00:00:22 Russia's security service, the FSB, has shut down parts of a special surveillance system that protects Vladimir Putin and his inner circle. Engineers pulled it offline, combed through it, and only switched it back on after they had sealed it off from the open internet.
00:00:38 The trigger, according to the FT's sources, was the killing of Khamenei — and what it revealed about how artificial intelligence can be turned loose on closed-circuit camera footage to hunt a specific human being. Let me walk through what Israel actually did, because the mechanics are the whole story.
00:00:55 Iran, over the past decade, built a vast network of cameras across its cities. A lot of that network exists to control dissent — to watch protesters, to recognize faces at checkpoints, and to keep a population legible to the state. Israeli intelligence got into that footage and pointed modern AI at it.
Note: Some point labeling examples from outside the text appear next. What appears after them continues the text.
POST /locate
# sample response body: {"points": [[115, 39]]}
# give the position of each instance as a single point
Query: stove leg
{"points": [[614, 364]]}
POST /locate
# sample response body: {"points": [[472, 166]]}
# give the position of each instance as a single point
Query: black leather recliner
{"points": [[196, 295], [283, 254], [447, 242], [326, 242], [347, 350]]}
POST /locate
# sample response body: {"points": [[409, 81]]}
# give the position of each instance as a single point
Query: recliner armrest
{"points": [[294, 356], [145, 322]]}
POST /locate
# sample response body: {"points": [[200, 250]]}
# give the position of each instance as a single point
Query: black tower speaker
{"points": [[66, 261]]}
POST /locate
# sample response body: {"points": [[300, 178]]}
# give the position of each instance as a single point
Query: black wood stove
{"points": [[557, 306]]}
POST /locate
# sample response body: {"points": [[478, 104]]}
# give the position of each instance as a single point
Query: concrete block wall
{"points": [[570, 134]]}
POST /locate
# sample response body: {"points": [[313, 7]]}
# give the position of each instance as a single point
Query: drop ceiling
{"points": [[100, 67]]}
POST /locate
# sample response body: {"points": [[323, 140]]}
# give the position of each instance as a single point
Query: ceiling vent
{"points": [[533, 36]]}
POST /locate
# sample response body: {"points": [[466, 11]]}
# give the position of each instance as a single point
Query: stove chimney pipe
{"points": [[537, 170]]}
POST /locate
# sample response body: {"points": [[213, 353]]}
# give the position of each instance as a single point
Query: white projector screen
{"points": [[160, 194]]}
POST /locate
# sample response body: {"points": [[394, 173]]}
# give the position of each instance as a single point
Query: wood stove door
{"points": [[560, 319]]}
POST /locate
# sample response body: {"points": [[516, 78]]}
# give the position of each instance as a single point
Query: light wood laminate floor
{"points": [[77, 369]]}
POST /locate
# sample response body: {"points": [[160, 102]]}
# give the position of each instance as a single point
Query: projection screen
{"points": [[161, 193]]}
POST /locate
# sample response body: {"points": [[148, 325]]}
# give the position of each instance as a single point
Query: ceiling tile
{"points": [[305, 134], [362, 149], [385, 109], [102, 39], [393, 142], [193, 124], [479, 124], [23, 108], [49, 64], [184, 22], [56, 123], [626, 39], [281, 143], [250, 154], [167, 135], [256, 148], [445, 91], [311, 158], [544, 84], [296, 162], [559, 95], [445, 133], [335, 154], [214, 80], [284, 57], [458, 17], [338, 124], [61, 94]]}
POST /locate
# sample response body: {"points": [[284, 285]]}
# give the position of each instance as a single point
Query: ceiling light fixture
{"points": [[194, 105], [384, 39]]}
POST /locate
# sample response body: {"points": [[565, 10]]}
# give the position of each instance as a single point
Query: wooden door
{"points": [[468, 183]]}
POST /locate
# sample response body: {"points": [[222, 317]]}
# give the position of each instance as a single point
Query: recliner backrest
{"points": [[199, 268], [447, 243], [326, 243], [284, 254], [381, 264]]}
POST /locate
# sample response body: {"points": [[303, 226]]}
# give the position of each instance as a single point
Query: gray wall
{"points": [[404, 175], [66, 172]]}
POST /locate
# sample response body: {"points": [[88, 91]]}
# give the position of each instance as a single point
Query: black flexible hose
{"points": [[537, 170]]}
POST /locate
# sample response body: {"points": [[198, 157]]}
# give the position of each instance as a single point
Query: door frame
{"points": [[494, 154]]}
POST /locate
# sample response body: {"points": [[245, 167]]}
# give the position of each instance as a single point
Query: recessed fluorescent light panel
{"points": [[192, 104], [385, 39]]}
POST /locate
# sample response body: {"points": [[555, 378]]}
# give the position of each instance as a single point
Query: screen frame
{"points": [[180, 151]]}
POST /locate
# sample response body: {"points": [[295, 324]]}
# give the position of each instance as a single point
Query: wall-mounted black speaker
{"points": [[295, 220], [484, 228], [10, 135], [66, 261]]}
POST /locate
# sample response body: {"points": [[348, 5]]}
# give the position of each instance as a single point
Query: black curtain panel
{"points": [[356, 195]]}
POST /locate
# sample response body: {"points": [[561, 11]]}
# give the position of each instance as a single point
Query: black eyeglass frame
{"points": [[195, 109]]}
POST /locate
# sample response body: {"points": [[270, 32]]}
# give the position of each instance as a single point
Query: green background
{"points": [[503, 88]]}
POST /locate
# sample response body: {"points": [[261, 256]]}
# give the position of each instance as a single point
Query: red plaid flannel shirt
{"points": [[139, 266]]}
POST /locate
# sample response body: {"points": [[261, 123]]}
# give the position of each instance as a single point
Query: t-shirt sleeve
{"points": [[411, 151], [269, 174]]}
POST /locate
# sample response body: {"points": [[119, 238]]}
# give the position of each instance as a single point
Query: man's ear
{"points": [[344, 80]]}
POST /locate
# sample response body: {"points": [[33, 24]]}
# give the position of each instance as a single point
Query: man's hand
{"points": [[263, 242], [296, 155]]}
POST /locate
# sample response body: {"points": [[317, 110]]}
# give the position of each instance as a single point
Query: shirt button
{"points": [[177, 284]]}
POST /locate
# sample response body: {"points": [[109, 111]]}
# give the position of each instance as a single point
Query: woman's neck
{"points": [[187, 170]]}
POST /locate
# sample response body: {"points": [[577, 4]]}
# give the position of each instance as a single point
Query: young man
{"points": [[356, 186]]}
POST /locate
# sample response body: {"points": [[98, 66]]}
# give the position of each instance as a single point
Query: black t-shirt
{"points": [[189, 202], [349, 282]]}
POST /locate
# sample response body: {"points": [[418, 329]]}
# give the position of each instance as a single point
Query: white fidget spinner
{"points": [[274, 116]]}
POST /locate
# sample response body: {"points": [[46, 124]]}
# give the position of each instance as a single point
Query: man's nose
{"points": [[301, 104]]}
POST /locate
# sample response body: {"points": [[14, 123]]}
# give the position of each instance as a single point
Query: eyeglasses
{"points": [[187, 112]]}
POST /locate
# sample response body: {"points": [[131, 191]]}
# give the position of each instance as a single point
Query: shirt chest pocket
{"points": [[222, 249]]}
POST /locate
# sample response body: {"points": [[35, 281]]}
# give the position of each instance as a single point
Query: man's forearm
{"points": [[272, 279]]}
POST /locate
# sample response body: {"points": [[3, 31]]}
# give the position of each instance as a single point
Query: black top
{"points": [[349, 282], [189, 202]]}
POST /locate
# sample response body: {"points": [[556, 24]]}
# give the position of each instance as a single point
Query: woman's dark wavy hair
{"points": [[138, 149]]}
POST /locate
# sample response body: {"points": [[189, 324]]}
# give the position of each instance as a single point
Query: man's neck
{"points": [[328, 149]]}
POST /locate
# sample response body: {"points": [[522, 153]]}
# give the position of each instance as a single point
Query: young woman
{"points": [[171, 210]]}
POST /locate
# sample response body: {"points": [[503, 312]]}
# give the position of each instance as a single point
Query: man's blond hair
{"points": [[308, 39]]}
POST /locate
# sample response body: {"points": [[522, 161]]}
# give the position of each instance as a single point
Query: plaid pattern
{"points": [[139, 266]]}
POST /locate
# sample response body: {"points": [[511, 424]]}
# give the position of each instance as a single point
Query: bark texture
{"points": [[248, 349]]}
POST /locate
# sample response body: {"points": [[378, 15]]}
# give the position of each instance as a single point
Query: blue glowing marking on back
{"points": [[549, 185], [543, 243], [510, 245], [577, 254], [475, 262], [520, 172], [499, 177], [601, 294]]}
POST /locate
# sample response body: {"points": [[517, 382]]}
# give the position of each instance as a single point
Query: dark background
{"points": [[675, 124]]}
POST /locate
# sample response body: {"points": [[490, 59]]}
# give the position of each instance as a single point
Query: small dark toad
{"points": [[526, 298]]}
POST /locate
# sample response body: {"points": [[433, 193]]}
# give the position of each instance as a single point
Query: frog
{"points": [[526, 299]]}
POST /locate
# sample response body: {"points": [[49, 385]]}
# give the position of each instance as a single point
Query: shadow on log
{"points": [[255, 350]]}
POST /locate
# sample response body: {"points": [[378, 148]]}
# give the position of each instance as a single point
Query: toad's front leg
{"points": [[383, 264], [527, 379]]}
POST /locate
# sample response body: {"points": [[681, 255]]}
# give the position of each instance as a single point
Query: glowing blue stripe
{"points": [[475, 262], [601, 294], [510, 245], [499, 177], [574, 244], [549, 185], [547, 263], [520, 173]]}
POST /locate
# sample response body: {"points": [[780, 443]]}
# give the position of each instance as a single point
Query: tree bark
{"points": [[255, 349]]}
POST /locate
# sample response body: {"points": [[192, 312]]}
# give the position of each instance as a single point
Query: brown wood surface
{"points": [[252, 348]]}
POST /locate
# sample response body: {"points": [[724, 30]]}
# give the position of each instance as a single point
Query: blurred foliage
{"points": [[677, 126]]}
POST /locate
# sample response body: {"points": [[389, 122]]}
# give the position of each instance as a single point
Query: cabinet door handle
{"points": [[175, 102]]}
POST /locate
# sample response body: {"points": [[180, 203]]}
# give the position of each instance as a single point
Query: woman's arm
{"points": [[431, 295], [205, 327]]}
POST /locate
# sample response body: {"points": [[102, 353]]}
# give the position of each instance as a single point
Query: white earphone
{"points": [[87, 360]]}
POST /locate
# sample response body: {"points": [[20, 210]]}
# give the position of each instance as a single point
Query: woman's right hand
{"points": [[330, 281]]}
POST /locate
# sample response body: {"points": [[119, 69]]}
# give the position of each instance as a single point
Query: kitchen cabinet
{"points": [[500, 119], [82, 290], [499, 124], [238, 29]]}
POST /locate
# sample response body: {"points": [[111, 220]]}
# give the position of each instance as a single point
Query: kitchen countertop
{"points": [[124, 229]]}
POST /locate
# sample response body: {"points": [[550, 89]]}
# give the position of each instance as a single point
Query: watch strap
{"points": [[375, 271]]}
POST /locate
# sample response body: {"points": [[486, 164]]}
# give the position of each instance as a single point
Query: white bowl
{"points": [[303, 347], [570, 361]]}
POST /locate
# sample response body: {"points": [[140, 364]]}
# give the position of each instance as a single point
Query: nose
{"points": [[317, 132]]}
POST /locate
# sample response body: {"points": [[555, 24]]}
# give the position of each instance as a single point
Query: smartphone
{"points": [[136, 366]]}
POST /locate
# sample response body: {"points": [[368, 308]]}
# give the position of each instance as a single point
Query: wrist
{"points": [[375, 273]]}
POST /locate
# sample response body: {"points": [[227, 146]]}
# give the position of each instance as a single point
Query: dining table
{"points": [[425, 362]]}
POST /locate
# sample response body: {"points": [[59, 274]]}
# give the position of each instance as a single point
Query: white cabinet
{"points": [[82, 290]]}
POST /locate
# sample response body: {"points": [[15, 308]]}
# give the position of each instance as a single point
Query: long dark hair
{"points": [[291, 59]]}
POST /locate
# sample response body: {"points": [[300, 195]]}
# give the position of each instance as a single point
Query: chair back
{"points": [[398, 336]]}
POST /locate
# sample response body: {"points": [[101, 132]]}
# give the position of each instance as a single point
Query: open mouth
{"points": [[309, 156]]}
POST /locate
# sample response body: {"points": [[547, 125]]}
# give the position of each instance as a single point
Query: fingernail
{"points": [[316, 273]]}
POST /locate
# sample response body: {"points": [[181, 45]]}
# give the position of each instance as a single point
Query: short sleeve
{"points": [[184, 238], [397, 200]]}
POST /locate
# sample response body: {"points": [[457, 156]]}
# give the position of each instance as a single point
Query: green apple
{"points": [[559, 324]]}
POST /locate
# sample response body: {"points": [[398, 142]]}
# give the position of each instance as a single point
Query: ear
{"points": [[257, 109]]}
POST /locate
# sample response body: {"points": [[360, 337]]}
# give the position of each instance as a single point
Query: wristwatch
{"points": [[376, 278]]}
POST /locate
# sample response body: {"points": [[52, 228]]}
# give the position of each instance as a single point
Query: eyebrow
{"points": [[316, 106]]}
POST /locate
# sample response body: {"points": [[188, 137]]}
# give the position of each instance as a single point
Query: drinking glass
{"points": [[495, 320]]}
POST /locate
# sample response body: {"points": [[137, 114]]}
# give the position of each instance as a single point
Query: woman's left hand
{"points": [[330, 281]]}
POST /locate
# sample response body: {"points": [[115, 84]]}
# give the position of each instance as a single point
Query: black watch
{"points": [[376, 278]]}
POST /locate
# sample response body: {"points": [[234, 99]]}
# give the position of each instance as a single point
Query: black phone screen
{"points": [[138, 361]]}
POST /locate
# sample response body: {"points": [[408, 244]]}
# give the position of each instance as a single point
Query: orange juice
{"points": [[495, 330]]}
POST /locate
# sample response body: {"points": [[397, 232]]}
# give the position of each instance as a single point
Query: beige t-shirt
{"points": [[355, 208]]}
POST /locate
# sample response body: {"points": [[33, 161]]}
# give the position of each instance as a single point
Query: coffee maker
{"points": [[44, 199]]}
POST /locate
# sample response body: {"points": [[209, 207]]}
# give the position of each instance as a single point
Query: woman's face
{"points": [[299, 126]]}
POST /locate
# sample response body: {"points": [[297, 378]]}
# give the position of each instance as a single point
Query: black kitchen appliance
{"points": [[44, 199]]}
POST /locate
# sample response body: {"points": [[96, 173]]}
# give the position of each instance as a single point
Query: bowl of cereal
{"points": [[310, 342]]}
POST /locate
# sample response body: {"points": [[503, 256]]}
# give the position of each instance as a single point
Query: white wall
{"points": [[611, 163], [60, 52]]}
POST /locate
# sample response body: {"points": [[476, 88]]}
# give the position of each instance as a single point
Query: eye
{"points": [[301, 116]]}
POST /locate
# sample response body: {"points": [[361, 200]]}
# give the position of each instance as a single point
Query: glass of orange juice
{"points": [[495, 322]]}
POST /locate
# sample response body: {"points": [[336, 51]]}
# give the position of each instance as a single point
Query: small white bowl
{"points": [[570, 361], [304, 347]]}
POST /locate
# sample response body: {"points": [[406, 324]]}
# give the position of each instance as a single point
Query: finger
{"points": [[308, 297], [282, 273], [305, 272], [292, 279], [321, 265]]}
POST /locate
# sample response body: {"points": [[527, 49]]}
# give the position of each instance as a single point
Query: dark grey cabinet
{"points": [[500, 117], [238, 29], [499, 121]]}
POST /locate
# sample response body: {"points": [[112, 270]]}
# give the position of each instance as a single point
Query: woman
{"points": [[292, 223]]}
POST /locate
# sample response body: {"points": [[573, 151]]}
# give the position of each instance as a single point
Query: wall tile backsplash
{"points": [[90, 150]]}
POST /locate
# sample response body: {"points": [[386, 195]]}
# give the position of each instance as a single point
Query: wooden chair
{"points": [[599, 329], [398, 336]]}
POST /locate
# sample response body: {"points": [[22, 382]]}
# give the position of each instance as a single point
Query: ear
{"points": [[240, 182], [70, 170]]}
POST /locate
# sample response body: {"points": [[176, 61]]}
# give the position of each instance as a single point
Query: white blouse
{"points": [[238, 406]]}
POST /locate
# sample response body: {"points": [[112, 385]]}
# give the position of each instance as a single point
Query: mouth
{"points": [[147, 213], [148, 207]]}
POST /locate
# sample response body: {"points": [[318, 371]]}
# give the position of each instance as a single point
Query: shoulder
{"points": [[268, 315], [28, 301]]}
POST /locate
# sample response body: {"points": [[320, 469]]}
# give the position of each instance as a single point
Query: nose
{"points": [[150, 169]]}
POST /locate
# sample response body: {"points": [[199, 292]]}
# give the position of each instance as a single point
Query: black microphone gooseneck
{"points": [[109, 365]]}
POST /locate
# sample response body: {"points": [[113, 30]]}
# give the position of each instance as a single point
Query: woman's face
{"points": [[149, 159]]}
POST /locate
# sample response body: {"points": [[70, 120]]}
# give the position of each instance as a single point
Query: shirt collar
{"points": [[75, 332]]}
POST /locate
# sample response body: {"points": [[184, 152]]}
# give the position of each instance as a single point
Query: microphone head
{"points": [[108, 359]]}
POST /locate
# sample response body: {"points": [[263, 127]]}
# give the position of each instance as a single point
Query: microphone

00:01:13 Not to watch one feed, but to digest millions of hours from thousands of cameras at once: to map the geography of Tehran, to learn the movement patterns of senior officials' bodyguards, to spot the small repeated tells that mark a convoy or a safe house, and then to isolate one man from the noise.
00:01:30 American intelligence, according to earlier CNN reporting, fed into the same plot. The camera grid Iran built to surveil its own people became the sensor array used to kill its supreme leader. That's the part Moscow understood instantly. The director of the FSB, Alexander Bortnikov, warned regional security chiefs that Russia's own surveillance apparatus had flipped from an asset into a liability.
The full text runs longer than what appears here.